Excerpt from From Air to Land to Sea: 50 Years of Educating Coastal Leaders (publication forthcoming)

By Robert Twilley

a man points to a map as a group of people watch

Robert Twilley leading one of the many workshops across the coast in 2006 following Hurricanes Katrina and Rita.

– Robert Twilley

The State of Louisiana under the leadership of the Coastal Wetlands Planning, Preservation, and Restoration Act (CWPPRA) collaborated to develop Coast 2050, a strategic plan for creating an enduring and sustainable Louisiana coast. Approved in 1998, this consensus-based, stakeholder-informed initiative generated a plan that relies on a variety of restoration tools – from shoreline protection and marsh creation to the reintroduction of fresh water and sediment to deteriorating wetlands. Coast 2050 also set the goals higher to develop a comprehensive planning effort as a joint chief engineers report between Louisiana and U.S. Army Corps of Engineers entitled “The Louisiana Coastal Area Ecosystem Restoration Study.” The challenge was to develop the science and technology necessary to design specific projects out of the restoration concepts and strategies outlined in Coast 2050.

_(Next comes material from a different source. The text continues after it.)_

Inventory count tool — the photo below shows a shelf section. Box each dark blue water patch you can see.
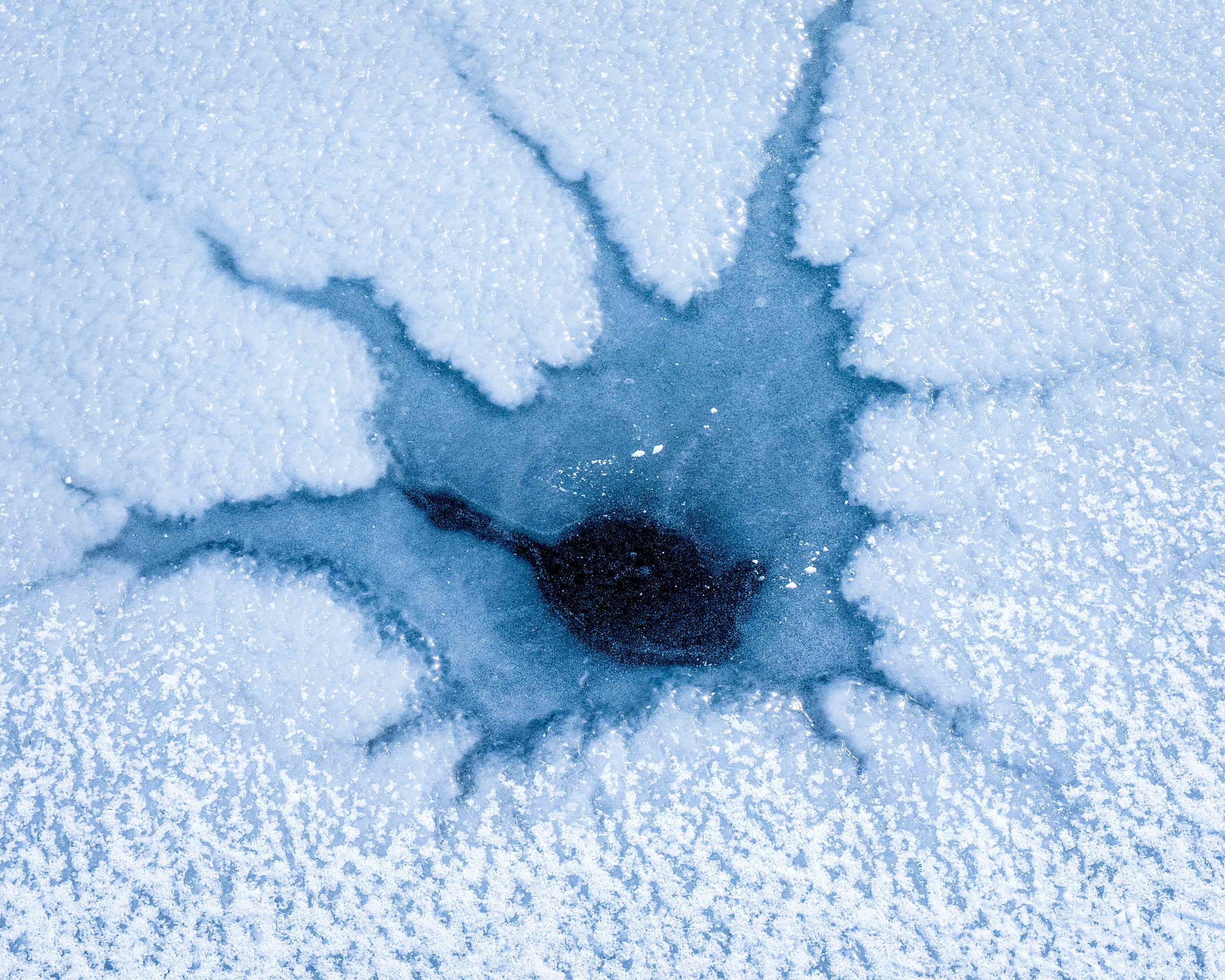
[98,10,891,742]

Higher education was asked to respond to this challenge by providing science and engineering expertise and working with state and federal agencies on developing credible projects that would meet the goals of Coast 2050. LSU and other universities responded to the challenge, relying on the research and technological capacity in the LSU College of the Coast & Environment (CC&E). CC&E participated in the original LCA Framework Development Team (Dr. Joe Suhayda) and later housed the Coastal Louisiana Ecosystem Assessment and Restoration program, or CLEAR (Dr. Robert Twilley, PI). As the primary agent in a vital partnership between the Louisiana university system and state resource management agencies, the CLEAR Program expanded the capacity of these partners to address issues of primary importance to Louisiana and the nation. CLEAR provided the State of Louisiana, through contracts with Louisiana Department of Natural Resources (LADNR), with a powerful planning mechanism to apply toward the goals of restoring and maintaining both natural and economic resources in the coastal zone. The results of the LCA study, which were finalized and published in 2004, identify 15 projects categorized as “critical near-term features.”

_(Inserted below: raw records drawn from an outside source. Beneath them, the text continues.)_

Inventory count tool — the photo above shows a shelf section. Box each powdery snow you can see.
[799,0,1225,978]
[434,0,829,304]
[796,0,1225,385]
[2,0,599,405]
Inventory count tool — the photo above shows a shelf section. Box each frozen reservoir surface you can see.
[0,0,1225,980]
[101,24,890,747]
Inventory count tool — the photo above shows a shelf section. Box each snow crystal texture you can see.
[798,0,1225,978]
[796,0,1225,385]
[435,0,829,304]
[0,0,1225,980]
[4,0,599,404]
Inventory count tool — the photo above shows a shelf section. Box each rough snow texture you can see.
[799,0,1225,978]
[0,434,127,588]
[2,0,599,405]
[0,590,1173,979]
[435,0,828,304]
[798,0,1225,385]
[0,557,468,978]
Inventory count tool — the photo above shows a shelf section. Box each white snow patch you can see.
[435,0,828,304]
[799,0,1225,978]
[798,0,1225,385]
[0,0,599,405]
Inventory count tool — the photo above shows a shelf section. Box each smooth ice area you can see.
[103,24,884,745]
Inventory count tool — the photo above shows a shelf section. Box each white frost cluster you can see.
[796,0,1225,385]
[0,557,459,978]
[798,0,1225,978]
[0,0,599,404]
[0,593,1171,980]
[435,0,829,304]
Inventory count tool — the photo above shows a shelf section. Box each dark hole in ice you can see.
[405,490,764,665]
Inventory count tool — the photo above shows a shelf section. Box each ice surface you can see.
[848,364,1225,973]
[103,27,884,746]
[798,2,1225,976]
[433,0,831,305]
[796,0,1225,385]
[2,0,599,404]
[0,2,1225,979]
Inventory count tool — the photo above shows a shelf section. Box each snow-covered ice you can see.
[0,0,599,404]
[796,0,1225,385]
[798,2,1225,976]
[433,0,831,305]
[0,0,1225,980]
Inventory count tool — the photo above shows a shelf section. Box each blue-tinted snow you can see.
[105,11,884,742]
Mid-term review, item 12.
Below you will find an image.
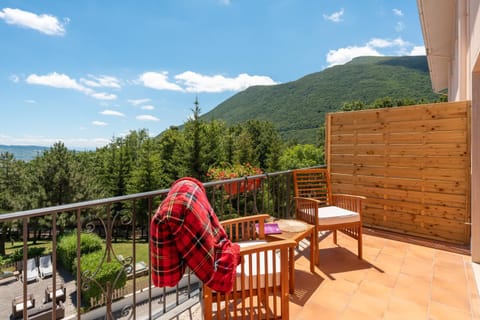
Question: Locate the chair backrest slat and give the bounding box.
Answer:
[293,168,332,206]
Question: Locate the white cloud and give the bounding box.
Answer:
[127,98,150,106]
[0,134,111,150]
[25,72,117,100]
[80,75,121,89]
[392,9,403,17]
[367,38,410,48]
[410,46,427,56]
[90,92,117,100]
[0,8,69,35]
[26,72,92,94]
[136,114,160,121]
[175,71,276,92]
[92,120,108,127]
[100,110,125,117]
[8,74,20,83]
[323,8,345,22]
[395,22,405,32]
[139,71,183,91]
[326,38,412,67]
[327,46,381,67]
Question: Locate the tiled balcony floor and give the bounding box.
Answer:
[290,230,480,320]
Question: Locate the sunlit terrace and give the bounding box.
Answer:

Following the hurricanes of 2005, the state called on the CLEAR Program to provide information critical for the development of long-range coastal protection and restoration plans. These activities demonstrated the program’s value to executive levels of government, the governor, and the legislature, and its potential utility in pursuing a broader set of goals. CC&E had contracts with both LADNR and Baton Rouge Area Foundation to utilize CLEAR and partner universities to develop the 2007 Coastal Master Plan and the 2007 Louisiana Speaks regional plan. These two historical documents provided comprehensive planning strategies for both the natural, economic, and cultural resources of coastal Louisiana. This leadership by CC&E and faculty at LSU, among others in the state, employed quality information in planning and decision-making through reporting on objective measures of project performance. The CLEAR Program served as an umbrella for environmental science applied to coastal protection and restoration in Louisiana, synthesizing existing information and communicating a model for how the natural processes interact with human activities. CC&E housed the first LCA Science & Technology Office and continued to provide critical leadership and workforce development during the formation of the Coastal Protection and Restoration Authority and other regional planning efforts. From these efforts in planning for the future, CC&E— under direction of Robert Twilley—founded the Coastal Sustainability Studio that today provides ecosystem design approaches that integrate across disciplines in linking social, environmental, and technological systems in coastal Louisiana.

 

References:

Louisiana Coastal Protection and Restoration Authority. 2007. Louisiana’s Comprehensive Master Plan for a Sustainable Coast.

Steyer, G.D., A.B. Owens, and B.R. Couvillion. 2006. Data Collection Network to Support Ecosystem Forecasting for the Barataria Basin – Mississippi River Domain. In Coastal Environment and Water Quality (ed. by Y. J. Xu & V. P. Singh), 431-442. Water Resources Publications, LLC, Highlands Ranch, CO 80163-0026, USA.

U.S. Army Corps of Engineers, New Orleans District. 2004. Louisiana Coastal Area (LCA), Louisiana Ecosystem Restoration Study. Appendix C: Hydrodynamic and Ecological Modeling.